This morning, I scrape egg off of a blue and white plate.
I overhear a pastor, Tim Keller, speaking about work in a sermon video. I wipe my hands on the dish towel and strain to hear.
Keller says, “Work is rearranging the raw material of a particular domain for the flourishing of everyone.”
I think about what “raw materials” make up this day.
So far, my raw materials are dirty dishes. Later, I rearrange letters to make words and then rearrange words to make sentences. Now, I position red peppers in a pan to roast for dinner. At 6:30, I’ll open the front door and welcome the children for neighborhood fitness group.
I also have the raw emotions of fear about my sick friend and sadness for the Japanese. I take the feelings and do the work of prayer.
Suddenly, I look at my work in new ways. Cleaning the kitchen, teaching grammar, making dinner, praying, and then hosting the neighborhood fitness group tonight all represent ways I rearrange raw material into new positions for flourishing.

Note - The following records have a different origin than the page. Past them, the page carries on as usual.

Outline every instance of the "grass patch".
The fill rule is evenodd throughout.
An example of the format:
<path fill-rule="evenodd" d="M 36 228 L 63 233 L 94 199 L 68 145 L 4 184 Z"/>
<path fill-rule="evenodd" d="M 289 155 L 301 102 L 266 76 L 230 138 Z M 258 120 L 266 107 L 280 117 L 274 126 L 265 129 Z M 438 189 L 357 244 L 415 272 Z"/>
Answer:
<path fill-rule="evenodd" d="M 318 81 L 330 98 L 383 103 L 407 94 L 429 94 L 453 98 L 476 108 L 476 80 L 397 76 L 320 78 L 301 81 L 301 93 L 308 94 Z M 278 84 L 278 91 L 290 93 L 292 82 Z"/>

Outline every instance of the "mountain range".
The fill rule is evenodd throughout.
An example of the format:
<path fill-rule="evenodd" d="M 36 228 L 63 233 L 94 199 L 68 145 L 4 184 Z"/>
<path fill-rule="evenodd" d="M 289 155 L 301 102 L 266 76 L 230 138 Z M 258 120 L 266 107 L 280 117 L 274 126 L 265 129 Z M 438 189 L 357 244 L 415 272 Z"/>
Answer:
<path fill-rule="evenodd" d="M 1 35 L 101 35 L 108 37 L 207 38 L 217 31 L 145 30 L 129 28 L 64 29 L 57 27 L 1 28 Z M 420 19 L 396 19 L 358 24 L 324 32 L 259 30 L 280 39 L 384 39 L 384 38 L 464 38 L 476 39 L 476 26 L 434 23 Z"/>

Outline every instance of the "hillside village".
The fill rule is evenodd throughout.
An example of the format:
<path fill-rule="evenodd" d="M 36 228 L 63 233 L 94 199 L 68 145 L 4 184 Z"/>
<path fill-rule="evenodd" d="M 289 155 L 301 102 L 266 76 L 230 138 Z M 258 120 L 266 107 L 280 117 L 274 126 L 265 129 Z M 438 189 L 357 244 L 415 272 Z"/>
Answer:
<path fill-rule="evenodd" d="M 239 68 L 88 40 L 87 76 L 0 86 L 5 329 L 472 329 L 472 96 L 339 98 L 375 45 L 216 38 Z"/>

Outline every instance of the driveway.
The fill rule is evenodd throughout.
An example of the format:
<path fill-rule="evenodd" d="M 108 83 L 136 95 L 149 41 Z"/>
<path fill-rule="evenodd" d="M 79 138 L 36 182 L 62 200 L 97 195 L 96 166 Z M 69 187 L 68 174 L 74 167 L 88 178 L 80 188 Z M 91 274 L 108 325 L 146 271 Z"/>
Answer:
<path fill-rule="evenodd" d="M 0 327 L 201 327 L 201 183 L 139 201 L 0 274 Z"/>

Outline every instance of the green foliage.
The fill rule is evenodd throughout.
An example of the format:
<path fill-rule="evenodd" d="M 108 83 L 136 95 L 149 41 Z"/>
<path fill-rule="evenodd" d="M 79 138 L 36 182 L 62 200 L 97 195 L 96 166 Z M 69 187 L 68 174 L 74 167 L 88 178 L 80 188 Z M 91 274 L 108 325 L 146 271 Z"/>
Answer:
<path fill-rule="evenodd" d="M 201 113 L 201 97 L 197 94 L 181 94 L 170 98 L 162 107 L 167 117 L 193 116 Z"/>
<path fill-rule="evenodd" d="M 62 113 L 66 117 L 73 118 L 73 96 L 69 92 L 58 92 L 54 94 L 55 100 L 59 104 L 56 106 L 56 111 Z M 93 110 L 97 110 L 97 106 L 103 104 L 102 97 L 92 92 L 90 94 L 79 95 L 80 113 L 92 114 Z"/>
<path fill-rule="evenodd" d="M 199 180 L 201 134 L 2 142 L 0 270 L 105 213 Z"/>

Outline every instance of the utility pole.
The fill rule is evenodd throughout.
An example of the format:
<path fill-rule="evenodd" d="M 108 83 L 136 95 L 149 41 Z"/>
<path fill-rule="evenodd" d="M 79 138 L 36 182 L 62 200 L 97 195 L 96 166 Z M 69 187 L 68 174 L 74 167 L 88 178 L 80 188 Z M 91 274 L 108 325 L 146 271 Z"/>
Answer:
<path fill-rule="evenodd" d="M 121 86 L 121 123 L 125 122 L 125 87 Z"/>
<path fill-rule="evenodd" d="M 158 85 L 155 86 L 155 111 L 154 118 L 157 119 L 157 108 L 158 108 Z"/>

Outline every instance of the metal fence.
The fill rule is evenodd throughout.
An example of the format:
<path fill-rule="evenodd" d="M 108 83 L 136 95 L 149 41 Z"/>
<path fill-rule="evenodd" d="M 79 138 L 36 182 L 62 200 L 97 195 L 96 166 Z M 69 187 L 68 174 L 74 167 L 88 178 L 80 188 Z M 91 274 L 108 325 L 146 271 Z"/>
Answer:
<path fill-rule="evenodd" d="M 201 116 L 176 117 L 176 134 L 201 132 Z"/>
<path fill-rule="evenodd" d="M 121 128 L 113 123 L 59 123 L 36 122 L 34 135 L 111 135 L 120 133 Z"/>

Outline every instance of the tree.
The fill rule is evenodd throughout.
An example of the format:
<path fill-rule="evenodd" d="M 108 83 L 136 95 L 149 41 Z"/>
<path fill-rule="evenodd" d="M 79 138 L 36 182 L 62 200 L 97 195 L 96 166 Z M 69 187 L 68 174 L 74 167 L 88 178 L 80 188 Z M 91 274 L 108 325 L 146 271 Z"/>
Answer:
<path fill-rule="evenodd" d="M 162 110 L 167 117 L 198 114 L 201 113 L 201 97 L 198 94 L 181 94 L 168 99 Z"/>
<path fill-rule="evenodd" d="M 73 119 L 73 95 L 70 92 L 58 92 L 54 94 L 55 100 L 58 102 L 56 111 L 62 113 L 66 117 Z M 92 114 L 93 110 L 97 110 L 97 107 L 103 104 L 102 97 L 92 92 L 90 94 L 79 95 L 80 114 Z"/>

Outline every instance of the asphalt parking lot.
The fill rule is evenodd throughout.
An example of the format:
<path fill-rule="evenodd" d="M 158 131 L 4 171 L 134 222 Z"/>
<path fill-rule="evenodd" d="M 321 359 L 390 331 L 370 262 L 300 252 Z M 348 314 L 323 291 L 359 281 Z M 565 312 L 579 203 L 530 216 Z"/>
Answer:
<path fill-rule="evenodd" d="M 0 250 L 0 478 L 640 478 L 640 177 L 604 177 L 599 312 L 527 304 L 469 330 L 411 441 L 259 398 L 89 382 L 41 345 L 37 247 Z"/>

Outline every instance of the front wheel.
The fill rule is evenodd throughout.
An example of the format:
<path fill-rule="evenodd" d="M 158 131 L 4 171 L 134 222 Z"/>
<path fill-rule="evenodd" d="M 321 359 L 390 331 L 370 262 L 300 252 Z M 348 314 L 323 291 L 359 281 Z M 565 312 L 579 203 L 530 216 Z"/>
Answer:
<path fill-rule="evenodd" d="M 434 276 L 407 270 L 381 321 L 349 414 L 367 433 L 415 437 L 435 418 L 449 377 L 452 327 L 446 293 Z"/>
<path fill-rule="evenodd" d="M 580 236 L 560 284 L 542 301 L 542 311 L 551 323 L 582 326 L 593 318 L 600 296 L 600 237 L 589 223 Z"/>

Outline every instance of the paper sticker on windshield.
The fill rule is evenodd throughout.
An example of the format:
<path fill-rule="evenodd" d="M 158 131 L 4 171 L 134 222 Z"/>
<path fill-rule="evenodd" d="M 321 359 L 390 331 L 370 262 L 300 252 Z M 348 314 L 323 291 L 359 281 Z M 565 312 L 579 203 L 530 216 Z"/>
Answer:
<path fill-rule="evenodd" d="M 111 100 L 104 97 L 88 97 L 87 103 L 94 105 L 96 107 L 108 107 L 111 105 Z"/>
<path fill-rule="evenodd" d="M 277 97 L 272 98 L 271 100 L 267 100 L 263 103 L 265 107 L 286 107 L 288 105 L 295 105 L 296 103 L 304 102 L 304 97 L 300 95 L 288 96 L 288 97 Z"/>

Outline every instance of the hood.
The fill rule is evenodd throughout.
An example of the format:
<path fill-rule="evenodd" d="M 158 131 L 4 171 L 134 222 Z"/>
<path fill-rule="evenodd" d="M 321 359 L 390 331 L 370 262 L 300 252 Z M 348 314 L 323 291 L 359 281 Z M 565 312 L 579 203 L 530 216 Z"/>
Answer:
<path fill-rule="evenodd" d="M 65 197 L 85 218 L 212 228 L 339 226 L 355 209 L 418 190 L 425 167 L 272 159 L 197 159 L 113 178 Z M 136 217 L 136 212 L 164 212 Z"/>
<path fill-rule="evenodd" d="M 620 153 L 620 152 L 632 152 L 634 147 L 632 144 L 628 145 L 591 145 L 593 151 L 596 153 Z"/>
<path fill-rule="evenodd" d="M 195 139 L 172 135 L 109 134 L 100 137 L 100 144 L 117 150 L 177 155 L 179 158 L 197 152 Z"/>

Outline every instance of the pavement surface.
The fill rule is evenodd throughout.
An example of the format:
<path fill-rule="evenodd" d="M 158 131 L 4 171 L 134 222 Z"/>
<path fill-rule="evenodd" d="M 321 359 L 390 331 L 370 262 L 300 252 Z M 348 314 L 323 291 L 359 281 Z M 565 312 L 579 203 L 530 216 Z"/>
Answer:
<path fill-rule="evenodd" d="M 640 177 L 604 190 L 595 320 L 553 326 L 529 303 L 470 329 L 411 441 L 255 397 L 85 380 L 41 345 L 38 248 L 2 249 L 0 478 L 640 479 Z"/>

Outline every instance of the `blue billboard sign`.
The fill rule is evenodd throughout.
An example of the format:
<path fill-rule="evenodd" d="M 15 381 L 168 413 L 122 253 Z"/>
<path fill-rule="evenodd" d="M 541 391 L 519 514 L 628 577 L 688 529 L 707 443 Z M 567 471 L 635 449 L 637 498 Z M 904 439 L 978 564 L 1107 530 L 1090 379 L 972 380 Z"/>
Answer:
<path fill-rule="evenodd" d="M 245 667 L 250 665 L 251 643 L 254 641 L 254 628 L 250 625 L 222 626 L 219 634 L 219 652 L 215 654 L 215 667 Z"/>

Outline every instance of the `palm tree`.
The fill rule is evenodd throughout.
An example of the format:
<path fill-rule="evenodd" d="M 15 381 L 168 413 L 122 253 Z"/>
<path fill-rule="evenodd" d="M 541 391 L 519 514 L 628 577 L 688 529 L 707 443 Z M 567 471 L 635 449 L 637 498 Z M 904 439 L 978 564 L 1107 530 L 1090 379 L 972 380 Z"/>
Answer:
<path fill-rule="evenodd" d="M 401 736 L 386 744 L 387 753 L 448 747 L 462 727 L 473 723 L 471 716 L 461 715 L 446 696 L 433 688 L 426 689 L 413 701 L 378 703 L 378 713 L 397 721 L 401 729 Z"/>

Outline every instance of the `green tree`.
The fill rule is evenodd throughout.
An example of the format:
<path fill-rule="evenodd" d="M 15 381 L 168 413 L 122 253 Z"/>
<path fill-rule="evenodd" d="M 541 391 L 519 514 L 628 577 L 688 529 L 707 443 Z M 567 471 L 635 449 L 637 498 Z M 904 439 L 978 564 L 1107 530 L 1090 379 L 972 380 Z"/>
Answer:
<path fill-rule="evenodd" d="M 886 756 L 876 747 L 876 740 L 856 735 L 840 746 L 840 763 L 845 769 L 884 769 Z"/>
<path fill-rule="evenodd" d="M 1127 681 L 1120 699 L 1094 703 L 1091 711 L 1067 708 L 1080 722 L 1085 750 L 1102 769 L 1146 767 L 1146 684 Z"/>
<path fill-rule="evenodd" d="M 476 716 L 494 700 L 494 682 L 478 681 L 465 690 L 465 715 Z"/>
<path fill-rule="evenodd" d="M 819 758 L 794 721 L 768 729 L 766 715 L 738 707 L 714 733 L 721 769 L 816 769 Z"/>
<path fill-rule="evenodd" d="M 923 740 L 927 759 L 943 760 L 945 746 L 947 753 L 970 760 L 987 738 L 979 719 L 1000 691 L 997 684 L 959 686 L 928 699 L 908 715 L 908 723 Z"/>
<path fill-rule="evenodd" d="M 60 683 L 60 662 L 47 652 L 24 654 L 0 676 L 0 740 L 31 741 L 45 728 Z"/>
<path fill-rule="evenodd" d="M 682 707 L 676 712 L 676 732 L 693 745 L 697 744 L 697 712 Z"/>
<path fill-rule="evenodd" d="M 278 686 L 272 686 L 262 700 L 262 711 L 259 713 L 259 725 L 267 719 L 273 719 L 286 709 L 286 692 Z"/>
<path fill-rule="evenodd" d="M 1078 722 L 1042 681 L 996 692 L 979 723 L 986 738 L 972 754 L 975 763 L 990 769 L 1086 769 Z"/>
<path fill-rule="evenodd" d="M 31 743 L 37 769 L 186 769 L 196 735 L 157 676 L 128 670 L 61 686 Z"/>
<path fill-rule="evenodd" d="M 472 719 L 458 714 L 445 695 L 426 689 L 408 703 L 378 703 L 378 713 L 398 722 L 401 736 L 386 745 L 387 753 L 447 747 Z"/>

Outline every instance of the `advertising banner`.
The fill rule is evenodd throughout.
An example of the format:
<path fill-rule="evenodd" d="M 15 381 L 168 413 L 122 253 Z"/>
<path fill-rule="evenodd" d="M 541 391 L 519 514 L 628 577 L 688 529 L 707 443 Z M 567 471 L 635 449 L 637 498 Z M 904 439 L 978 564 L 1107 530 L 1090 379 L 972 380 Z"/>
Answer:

And if what I’m doing doesn’t contribute to our flourishing, then it’s not the kind of work I want. I think of Proverbs 14: “The wise woman builds her house, but with her own hands the foolish one tears hers down.” I want to be the kind of person who rearranges whatever she’s been given today to allow everyone (including myself) to flourish.
Living with flair is a kind of rearranging: We rearrange our circumstances, turn them towards the light, and find the good, the beautiful, and the hopeful.
Journal: How does my work advance our flourishing?